Früher dachte ich, Politik sei unwichtig für die Musik. Ob die Grünen an der Macht sind oder eine andere Partei – das verändert nicht die Gestalt der Berge. So sollte auch Musik bleiben, was sie ist, fand ich. Vielleicht hat die weltpolitische Entwicklung der letzten Jahre mich doch stark beeinflusst. Ich will nicht die ganze Zeit Angst vor Terroristen haben oder an George Bush denken. Ich möchte dem eine bessere Art entgegensetzen, wie man seine Zeit verbringen kann.

Politiker glauben, 90 Prozent der Menschen sollten die Welt mit ihren Augen sehen. Aber ihr Standpunkt repräsentiert vielleicht drei Prozent der Menschheit. Die anderen 97 Prozent sind Menschen, die sehr hart arbeiten und versuchen, zu überleben. Menschen machen Musik, die schlecht ist. Oder gut. Menschen machen Sport, sie erzählen gute und schlechte Witze. All diese anderen Dinge geschehen in der Welt. Politik ist nicht die einzige wichtige Sache. Pflanzen wachsen, Berge existieren. Das Universum macht sein Ding.

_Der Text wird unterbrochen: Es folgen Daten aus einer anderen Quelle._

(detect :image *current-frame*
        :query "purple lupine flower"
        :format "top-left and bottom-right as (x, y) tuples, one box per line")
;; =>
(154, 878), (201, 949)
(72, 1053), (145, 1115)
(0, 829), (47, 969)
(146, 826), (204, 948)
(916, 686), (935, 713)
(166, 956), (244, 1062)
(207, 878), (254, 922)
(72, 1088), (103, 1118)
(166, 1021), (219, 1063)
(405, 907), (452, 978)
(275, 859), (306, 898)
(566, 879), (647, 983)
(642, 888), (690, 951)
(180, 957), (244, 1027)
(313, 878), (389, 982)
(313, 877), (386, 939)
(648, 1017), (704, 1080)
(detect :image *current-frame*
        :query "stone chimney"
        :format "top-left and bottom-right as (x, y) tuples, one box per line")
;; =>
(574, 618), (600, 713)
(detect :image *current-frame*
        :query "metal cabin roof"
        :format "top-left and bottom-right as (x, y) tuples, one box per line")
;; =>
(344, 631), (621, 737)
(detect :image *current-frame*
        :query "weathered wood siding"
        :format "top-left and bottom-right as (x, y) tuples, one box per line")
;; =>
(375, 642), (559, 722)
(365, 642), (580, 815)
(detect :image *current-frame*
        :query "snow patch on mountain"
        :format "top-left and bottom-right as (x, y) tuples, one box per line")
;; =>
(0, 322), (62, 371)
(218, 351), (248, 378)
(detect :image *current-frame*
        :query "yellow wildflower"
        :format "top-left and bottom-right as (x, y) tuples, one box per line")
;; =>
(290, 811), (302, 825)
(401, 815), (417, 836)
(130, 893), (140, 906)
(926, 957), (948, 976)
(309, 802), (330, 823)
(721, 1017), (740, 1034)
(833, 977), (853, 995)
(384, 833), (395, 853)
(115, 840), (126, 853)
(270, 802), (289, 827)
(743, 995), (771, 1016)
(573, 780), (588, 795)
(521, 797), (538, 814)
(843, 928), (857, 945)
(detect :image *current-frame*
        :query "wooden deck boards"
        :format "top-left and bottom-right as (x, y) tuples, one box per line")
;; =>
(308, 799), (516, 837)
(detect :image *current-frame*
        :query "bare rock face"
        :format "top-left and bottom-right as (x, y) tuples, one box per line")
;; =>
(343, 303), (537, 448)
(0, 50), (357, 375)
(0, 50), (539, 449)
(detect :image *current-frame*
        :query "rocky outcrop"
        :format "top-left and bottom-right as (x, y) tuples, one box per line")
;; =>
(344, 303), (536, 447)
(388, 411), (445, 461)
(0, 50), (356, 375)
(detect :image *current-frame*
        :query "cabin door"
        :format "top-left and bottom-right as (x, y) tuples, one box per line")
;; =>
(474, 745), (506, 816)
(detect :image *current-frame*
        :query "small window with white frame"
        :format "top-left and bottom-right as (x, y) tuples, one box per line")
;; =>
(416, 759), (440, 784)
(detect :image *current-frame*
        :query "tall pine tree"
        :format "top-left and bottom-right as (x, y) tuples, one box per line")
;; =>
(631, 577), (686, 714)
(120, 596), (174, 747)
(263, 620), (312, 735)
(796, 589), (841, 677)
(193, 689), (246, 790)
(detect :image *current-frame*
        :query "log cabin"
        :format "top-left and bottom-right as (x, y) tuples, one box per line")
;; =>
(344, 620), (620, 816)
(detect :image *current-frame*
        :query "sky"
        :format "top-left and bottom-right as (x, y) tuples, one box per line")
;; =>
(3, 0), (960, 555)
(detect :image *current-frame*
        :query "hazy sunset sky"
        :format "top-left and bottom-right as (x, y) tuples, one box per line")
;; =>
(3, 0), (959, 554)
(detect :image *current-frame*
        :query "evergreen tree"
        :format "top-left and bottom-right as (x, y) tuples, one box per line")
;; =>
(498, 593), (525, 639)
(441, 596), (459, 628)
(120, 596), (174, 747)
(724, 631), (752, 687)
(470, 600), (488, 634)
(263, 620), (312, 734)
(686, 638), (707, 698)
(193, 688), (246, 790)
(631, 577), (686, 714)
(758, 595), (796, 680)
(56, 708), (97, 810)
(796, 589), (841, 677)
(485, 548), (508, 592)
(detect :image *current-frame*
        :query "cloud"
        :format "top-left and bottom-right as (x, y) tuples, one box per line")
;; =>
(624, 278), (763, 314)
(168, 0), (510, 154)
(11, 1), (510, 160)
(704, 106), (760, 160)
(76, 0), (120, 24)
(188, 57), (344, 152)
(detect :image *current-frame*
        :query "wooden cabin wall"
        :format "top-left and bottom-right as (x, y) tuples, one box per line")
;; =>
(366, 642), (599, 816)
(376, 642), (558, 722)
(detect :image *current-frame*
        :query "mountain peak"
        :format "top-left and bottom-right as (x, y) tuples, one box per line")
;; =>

In New York habe ich vor zwei Jahren ein Haus gefunden, eine halbe Stunde von Manhattan entfernt. Es steht im Wald, an einem Fluss. Wann immer ich will, kann ich in die Stadt fahren und kosmopolitisch sein. Einmal die Woche ziehe ich hochhackige Schuhe an, trage Lippenstift auf und bin urban. Ich mag Extreme. Aber ein paar Stunden später muss ich da wieder raus.